TEMPO.CO, Yogyakarta - Kasus pungutan liar untuk pengurusan program layanan rakyat untuk sertifikasi tanah (larasita) terjadi di Desa Trimulyo, Jetis, Bantul, Yogyakarta. Modusnya dengan menggunakan peraturan desa yang ditandatangani oleh kepala desa. Padahal layanan yang digulirkan oleh pemerintah itu gratis, tetapi dalam peraturan desa warga dipungut Rp 300 ribu-350 ribu.
Mantan Kepala Bagian Pemerintahan Desa Sekretariat Daerah (Setda) Bantul, Sigit Widodo, mengatakan kebijakan itu menyalahi aturan dan juga menyalahi mekanismenya.
"Seharusnya rancangan perdes dikonsultasikan dulu, tetapi yang diberikan ke kami sudah ditandatangani," kata Sigit saat menjadi saksi di Pengadilan Tindak Pidana Korupsi, Senin, 30 Juni 2014. (Baca: Pungli KTP Elektronik, Pejabat Didenda Rp 75 Juta)
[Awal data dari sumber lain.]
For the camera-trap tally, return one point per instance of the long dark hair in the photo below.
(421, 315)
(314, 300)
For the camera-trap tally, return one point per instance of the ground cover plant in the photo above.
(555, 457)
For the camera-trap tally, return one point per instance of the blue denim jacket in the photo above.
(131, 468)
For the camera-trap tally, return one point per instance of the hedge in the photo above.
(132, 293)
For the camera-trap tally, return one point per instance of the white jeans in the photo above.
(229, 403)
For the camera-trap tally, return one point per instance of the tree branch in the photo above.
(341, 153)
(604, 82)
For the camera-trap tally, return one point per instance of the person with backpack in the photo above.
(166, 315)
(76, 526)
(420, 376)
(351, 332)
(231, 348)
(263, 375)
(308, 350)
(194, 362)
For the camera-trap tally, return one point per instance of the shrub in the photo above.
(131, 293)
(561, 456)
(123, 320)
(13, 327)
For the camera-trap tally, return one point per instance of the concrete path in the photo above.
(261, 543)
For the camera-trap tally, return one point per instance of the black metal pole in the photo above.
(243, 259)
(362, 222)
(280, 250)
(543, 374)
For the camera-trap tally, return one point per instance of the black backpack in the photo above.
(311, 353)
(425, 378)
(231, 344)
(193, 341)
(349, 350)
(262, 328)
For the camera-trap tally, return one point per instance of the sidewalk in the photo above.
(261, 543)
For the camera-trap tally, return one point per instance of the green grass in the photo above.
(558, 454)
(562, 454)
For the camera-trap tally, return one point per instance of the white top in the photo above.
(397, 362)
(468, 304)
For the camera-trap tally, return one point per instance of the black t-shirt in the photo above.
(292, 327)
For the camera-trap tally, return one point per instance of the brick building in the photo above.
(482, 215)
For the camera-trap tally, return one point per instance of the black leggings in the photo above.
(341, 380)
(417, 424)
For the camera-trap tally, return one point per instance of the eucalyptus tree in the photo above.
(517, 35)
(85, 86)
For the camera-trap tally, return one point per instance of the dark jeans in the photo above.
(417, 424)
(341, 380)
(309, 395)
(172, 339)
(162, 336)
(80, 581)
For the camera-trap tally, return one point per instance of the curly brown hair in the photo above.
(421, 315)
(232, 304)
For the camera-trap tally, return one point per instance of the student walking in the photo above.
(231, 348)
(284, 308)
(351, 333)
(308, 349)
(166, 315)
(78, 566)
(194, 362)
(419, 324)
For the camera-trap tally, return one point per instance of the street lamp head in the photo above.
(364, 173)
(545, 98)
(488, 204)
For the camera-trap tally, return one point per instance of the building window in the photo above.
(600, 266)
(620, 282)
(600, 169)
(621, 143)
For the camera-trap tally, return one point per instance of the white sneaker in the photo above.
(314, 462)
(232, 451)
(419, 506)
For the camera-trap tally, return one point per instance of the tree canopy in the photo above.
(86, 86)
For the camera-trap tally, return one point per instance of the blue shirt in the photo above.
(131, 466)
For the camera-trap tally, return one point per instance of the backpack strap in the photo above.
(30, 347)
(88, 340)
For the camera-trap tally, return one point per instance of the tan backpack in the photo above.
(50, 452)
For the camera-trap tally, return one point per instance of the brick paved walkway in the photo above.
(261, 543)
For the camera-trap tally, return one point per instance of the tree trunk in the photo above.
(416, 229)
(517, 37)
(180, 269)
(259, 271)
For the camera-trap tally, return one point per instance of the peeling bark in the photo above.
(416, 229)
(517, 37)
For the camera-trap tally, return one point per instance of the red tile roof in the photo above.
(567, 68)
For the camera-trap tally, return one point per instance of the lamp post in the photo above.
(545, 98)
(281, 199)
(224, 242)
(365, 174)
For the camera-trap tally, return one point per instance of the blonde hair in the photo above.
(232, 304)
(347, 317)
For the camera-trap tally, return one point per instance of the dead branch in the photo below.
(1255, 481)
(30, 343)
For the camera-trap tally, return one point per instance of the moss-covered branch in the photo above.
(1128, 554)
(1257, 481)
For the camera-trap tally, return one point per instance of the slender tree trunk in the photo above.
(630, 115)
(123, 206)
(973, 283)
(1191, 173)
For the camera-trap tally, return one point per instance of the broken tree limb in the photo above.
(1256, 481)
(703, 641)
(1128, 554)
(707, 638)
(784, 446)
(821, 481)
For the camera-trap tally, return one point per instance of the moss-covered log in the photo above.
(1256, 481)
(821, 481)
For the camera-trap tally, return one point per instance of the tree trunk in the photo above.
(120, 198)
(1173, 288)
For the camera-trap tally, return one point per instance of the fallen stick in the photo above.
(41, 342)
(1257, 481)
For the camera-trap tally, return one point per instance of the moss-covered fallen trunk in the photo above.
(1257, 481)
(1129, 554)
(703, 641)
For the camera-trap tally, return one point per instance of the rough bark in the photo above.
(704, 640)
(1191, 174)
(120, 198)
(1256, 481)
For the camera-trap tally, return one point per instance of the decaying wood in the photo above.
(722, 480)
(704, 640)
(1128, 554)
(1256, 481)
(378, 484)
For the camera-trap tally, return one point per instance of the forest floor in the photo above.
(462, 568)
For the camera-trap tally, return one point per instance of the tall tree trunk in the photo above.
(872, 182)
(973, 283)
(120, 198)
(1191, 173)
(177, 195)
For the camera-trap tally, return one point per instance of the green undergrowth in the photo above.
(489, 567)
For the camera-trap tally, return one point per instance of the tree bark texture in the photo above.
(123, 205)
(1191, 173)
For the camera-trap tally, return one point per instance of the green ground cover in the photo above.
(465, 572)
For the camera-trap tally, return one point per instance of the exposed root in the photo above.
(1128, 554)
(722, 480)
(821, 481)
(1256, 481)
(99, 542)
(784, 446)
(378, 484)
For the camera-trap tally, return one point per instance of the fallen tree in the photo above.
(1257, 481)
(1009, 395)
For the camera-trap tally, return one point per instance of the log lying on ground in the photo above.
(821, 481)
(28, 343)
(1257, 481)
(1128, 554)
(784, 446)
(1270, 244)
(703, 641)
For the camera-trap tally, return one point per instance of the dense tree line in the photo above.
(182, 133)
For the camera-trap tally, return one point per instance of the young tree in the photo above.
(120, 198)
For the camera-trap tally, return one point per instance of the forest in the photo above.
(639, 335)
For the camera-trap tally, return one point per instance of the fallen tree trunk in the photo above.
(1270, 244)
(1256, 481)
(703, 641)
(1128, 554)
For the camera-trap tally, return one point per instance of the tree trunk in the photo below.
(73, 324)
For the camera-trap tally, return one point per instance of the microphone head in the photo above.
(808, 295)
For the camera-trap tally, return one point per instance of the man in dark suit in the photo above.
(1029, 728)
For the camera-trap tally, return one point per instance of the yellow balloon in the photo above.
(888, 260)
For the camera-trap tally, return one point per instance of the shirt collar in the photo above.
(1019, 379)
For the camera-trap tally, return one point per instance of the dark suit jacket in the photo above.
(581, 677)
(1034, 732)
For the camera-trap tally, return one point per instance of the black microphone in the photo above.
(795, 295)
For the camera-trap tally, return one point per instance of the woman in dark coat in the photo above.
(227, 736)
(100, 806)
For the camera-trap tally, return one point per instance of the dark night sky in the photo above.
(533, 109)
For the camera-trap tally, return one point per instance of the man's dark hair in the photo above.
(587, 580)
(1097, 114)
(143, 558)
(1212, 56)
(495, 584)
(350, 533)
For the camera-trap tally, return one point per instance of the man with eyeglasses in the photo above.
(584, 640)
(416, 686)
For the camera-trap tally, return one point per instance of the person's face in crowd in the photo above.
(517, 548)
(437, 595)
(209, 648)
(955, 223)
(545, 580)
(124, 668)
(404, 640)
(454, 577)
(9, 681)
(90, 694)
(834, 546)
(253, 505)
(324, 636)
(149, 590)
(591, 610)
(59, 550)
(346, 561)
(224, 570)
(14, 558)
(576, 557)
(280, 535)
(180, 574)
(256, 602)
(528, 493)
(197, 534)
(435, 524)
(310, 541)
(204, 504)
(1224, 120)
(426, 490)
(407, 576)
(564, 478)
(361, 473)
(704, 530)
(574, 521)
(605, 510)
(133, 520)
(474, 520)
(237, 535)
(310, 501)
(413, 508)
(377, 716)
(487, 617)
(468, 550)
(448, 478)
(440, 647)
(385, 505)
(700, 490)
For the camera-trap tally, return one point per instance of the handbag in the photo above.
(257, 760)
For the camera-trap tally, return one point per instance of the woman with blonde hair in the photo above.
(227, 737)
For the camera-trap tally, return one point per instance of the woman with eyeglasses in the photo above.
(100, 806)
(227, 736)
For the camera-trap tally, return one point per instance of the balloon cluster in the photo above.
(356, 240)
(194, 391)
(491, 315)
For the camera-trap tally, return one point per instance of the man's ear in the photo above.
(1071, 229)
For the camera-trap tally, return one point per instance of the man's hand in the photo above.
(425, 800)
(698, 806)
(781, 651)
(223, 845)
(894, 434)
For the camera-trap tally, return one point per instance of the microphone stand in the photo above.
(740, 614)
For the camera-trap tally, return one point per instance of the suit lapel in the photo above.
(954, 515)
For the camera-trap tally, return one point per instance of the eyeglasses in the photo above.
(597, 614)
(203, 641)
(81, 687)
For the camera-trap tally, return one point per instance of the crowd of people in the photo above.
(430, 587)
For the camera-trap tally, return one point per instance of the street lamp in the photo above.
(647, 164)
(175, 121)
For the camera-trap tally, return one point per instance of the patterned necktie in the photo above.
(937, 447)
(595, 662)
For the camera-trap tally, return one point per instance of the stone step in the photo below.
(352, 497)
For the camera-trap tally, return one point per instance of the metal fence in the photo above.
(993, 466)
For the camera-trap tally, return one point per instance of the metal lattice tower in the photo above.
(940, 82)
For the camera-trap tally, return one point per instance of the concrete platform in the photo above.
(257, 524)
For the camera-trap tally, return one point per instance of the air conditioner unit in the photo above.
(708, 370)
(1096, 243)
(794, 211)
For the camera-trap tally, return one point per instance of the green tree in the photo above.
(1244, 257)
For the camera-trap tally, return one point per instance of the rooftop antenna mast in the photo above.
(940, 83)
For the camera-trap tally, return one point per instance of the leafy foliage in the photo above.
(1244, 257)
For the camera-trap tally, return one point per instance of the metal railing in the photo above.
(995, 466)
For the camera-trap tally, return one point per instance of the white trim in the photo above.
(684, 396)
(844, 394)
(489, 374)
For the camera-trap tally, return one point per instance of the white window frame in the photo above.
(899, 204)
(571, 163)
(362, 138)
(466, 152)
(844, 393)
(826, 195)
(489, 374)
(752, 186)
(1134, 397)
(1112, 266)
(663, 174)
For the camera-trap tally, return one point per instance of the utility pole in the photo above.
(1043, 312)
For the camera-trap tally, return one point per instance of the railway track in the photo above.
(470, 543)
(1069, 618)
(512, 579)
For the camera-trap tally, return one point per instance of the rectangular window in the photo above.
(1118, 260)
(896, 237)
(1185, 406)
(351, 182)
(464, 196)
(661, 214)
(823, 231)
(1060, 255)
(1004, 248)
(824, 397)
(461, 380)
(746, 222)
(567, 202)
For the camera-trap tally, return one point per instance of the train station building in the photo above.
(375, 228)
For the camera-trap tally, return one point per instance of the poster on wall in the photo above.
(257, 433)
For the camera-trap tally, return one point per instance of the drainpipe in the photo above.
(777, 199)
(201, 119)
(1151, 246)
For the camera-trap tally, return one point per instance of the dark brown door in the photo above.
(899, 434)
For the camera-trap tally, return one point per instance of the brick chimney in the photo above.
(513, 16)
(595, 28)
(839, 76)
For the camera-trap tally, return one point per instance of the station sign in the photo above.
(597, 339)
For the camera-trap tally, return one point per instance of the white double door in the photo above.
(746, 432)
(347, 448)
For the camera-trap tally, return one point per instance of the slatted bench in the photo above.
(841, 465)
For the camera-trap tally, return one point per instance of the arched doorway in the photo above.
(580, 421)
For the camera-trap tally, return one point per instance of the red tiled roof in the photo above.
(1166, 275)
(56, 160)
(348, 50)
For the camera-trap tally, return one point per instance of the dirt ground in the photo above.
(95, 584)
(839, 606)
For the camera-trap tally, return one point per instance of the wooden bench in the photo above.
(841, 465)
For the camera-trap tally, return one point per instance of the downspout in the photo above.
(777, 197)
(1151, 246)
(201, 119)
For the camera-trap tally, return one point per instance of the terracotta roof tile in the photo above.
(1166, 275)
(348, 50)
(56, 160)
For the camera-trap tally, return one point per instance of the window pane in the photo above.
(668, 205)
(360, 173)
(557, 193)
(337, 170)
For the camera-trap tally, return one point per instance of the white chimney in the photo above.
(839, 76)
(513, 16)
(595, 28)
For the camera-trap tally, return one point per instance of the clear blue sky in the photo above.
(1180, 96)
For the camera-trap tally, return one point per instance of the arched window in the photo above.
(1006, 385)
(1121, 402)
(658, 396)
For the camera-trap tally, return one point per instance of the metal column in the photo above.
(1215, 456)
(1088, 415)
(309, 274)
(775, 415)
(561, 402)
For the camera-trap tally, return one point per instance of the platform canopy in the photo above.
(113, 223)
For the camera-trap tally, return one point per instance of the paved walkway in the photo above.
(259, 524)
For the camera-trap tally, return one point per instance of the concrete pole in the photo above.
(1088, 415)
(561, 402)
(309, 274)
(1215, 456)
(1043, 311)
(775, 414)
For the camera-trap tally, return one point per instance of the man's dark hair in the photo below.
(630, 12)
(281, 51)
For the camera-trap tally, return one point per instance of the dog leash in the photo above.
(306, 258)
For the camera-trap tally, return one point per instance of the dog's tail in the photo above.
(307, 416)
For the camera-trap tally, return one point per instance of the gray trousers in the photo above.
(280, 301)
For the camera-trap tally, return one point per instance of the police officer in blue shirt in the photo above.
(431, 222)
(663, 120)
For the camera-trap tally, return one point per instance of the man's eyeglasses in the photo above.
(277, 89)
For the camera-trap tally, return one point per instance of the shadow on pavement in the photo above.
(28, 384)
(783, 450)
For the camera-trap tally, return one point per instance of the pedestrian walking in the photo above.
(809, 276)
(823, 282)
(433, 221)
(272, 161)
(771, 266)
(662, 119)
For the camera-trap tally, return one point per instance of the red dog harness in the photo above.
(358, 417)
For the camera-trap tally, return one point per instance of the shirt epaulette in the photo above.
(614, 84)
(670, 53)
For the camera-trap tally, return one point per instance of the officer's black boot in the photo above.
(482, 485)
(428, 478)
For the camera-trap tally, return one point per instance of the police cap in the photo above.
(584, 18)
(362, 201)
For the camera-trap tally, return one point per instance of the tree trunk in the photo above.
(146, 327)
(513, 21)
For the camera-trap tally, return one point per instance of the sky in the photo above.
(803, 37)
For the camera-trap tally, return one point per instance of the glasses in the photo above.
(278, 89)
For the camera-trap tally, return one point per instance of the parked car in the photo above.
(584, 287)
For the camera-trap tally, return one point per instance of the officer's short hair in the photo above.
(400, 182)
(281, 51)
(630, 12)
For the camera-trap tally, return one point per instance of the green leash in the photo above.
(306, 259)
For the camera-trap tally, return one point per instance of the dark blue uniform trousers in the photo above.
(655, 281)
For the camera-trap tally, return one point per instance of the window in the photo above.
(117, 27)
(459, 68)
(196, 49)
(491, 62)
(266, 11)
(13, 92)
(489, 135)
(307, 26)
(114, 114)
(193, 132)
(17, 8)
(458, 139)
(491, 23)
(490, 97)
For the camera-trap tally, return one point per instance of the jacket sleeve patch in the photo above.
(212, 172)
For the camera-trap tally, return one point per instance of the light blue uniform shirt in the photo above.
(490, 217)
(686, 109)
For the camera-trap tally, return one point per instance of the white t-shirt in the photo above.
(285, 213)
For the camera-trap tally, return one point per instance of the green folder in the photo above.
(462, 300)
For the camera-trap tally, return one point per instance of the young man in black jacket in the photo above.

Sidang yang dipimpin oleh ketua majelis hakim Arini ini merupakan sidang dengan terdakwa Kepala Desa Trimulyo Mujono. Menurut Sigit, jika ada mekanisme konsultasi, maka pemerintah kabupaten bisa mengevaluasi rancangan itu. Memang, peraturan desa itu ranah kepala desa. Tetapi mekanismenya harus benar.
Peraturan desa yang menyertakan pungutan untuk pengurusan sertifikat tanah itu tidak ada dalam peraturan bupati (perbup) atau peraturan daerah. Sayangnya, tidak ada sanksi dalam penyusunan peraturan desa itu.
Penasihat hukum terdakwa, Angga Wijaya, peraturan desa adalah wewenang kepala desa. Itu sesuai dengan aturan bupati Nomor 03/2009 Pasal 22, peraturan desa hanya ditandatangani oleh kepala desa atau lurah. Ia menganggap kewalahan kliennya hanyalah masalah administrasi saja. "Ini ranah tata usaha negara bukan tindak pidana korupsi," kata dia.
Sidang ini juga mendatangkan saksi sebanyak 16 orang. Ruang sidang penuh dengan saksi dan pengunjung. Para saksi tidak secara pasti tahu soal peraturan desa yang diterbitkan dalam pungutan uang pengurusan sertifikat. Mereka sebagian dari perangkat desa dan sebagian banyak warga setempat.
Mereka hanya menerima salinan surat keputusan dan lampiran biaya pungutan untuk pembuatan sertifikat tanah warisan sebesar Rp 350.000 dan sertifikat konversi dari letter c sebesar Rp 300.000. Duit yang dikeruk dari warga dalam kasus ini mencapai Rp 100 juta. Kepala desa itu kini ditahan di Rumah Tahanan Wirogunan, Yogyakarta.